Causality HNR p-val D-H p-val STE 1tail 2tail
Size -> TFP -6.850 0.000 6.189 0.000 0.025 0.005
TFP -> Size 3.150 0.002 6.471 0.000 0.026 0.000
Net (Size-TFP) -0.001 0.510 0.925

Total Factor Productivity (TFP) vs. Firm Size (Size)

US BLS data on 86 industries, 1988-2015 (2lags)

Causality HNR p-val D-H p-val STE 1tail 2tail
Size -> TFP 1.126 0.260 1.469 0.315 0.057 0.000
TFP <- Size -1.430 0.153 -0.237 0.855 0.053 0.000
Net (Size-TFP) -0.004 0.290 0.570

Total Factor Productivity (TFP) vs. Firm Size (Size)

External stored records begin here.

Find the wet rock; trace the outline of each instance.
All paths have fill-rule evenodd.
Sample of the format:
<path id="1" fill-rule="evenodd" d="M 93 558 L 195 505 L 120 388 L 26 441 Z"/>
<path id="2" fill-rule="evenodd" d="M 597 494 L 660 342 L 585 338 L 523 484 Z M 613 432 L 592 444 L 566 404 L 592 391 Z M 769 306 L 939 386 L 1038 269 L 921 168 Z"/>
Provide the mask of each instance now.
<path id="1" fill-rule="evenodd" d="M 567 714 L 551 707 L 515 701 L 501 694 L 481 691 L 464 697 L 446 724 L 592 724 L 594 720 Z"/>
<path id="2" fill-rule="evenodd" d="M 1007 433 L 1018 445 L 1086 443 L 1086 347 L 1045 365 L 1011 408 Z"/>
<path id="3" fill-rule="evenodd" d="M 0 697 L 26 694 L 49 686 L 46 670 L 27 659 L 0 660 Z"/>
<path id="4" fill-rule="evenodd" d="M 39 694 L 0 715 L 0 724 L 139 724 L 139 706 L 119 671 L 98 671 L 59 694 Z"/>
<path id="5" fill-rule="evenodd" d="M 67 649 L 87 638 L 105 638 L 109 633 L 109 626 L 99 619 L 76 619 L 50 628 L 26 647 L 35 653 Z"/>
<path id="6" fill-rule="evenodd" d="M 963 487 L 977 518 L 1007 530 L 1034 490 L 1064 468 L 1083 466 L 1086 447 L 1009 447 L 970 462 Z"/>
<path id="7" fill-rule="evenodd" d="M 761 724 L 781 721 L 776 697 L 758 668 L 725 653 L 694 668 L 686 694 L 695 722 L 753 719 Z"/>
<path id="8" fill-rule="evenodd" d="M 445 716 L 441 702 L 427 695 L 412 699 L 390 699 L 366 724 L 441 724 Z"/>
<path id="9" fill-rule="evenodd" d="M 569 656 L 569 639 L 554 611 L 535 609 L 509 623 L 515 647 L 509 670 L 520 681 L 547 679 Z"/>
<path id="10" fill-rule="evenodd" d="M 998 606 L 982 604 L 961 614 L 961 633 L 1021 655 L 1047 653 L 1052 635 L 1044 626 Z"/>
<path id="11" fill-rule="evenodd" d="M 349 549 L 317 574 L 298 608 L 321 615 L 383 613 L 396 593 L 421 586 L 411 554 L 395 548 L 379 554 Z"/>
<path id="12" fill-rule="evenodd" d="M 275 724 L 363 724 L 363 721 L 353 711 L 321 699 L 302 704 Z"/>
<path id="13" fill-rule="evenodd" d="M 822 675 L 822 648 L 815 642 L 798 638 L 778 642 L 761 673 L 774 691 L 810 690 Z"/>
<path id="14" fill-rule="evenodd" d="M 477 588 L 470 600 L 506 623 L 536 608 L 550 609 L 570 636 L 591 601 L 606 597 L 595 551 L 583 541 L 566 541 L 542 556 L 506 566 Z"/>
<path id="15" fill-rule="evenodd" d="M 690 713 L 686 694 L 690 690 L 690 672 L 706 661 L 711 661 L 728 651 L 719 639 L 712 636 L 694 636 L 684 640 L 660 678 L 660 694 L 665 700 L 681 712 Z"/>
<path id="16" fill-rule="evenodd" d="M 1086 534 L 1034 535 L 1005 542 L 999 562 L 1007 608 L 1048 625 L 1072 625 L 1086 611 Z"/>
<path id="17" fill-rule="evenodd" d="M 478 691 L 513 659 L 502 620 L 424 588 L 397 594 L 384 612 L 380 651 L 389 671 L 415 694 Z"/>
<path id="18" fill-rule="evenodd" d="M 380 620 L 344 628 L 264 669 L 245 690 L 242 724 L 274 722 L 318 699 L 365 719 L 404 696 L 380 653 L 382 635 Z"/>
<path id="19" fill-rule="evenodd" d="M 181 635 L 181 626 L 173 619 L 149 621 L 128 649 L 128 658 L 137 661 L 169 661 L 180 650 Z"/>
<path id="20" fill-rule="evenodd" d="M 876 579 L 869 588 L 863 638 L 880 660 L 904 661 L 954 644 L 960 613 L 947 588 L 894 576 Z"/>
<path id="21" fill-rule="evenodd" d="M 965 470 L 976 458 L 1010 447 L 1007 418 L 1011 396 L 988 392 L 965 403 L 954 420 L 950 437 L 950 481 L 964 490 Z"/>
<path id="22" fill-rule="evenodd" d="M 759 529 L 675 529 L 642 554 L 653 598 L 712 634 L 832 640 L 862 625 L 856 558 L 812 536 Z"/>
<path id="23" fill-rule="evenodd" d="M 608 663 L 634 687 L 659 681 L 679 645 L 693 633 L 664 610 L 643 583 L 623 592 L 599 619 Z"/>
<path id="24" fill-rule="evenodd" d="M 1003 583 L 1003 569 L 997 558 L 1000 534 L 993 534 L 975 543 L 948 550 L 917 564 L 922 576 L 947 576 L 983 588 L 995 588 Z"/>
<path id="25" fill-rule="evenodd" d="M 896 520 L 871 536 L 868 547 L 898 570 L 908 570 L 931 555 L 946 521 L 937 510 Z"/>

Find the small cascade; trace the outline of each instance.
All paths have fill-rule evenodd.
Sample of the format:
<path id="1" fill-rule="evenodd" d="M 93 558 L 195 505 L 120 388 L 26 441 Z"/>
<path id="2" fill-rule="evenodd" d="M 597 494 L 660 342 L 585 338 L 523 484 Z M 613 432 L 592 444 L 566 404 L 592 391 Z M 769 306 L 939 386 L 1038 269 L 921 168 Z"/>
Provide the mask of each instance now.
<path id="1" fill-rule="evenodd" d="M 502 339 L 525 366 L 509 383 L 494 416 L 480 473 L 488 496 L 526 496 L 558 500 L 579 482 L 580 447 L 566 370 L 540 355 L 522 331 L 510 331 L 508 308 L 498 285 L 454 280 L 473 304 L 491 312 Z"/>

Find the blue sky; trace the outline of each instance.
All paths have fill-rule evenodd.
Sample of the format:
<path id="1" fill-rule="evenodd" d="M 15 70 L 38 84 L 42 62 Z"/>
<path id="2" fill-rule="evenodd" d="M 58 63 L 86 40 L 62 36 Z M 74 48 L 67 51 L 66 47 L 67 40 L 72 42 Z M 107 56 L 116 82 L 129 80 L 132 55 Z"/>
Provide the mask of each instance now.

US BLS data on 86 industries, 1988-2015 (3lags)

Causality HNR p-val D-H p-val STE 1tail 2tail
Size -> TFP 0.358 0.720 0.704 0.580 0.049 0.010
TFP -> Size -0.122 0.903 0.073 0.945 0.049 0.010
Net (Size-TFP) -0.001 0.450 0.905

Fitch Rating (FR) vs. GDP

Fitch and WB data, 99/47 countries, 1999-2012 (1lag)

FR vs. GDP STE 1side 2sides
FR -> GDP 0.017 0.060
GDP -> FR 0.025 0.115
Net (FR-GDP) -0.008 0.610 0.610

Fitch Rating (FR) vs. GDP

Fitch and WB data, 99/47 countries, 1999-2012 (2lags)

R vs. GDP STE 1side 2sides
FR -> GDP 0.028 0.890
GDP -> FR 0.023 0.500
Net (FR-GDP) 0.005 0.825 0.830

Fitch Rating (FR) vs. GDP

Fitch and WB data, 99/47 countries, 1999-2012 (3lags)

R vs. GDP STE 1side 2sides
FR -> GDP 0.035 0.675
GDP -> FR 0.024 0.465
Net (FR-GDP) 0.011 0.580 0.580

Conclusions

  • The STE test of causality is
    • robust to many relevant data problems.
    • simple to run (package in Matlab/R available from authors)
  • In panel data, robust and simple global answer to a global question.
  • Shannon entropy can be extended to non-stationarity processes.
  • Work in progress:
    • Missing observations/unbalanced panel.
    • The effect of cross-section dependence.